If not mentioned its likely a module in [HPI](https://github.com/purarue/HPI)

I periodically index all my data [in the background](https://purarue.xyz/d/my_feed_index_bg.job?redirect):

```
Extracting my_feed.sources.listens.history...
Extracting my_feed.sources.listens.history: 5388 items (took 0.14 seconds)
Extracting my_feed.sources.games.steam...
Extracting my_feed.sources.games.steam: 285 items (took 0.01 seconds)
Extracting my_feed.sources.games.osrs...
Extracting my_feed.sources.games.osrs: 924 items (took 0.03 seconds)
Extracting my_feed.sources.games.game_center...
Extracting my_feed.sources.games.game_center: 141 items (took 0.02 seconds)
Extracting my_feed.sources.games.grouvee...
Extracting my_feed.sources.games.grouvee: 243 items (took 0.15 seconds)
Extracting my_feed.sources.games.chess...
Extracting my_feed.sources.games.chess: 681 items (took 2.98 seconds)
Extracting my_feed.sources.trakt.history...
Extracting my_feed.sources.trakt.history: 15327 items (took 11.51 seconds)
Extracting my_feed.sources.mpv.history...
Extracting my_feed.sources.mpv.history: 13807 items (took 13.67 seconds)
Extracting my_feed.sources.nextalbums.history...
Extracting my_feed.sources.nextalbums.history: 1938 items (took 2.36 seconds)
Extracting my_feed.sources.mal.history...
Extracting my_feed.sources.mal.history: 20865 items (took 3.58 seconds)
Total: 59599 items
Writing to 'backend/data/1644267551.json'
```

... which then gets synced up and combined into the `sqlite` database on the [`backend`](./backend/); all handled by [`feed_index`](./scripts/feed_index)

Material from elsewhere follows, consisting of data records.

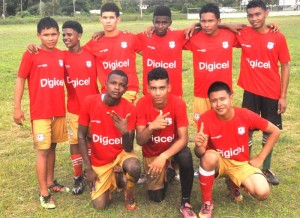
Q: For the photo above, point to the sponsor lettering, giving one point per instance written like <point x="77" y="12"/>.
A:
<point x="213" y="66"/>
<point x="115" y="64"/>
<point x="162" y="139"/>
<point x="51" y="83"/>
<point x="259" y="64"/>
<point x="231" y="152"/>
<point x="79" y="82"/>
<point x="166" y="65"/>
<point x="104" y="140"/>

That has a [front-end](https://purarue.xyz/feed/) so I can view/filter/sort stuff and view the data as an infinite scrollable list

Served with `nginx` in prod, like:

```
location /feed/ {
  proxy_pass http://127.0.0.1:4500/feed;
}

location /feed/_next/ {
  # required since the above proxy pass doesn't end with '/'
  proxy_pass http://127.0.0.1:4500/feed/_next/;
}

location /feed_api/ {
  proxy_pass http://127.0.0.1:5100/;
}
```

### Install/Config:

For the python library:

```bash
git clone https://github.com/purarue/my_feed
pip install -e ./my_feed
```

... installs `my_feed` (or `python3 -m my_feed`)

This uses the `HPI` config structure (which you'd probably already have setup if you're using this)

To install dependencies for the servers, check the [frontend](./frontend/) and [backend](./backend/) directories.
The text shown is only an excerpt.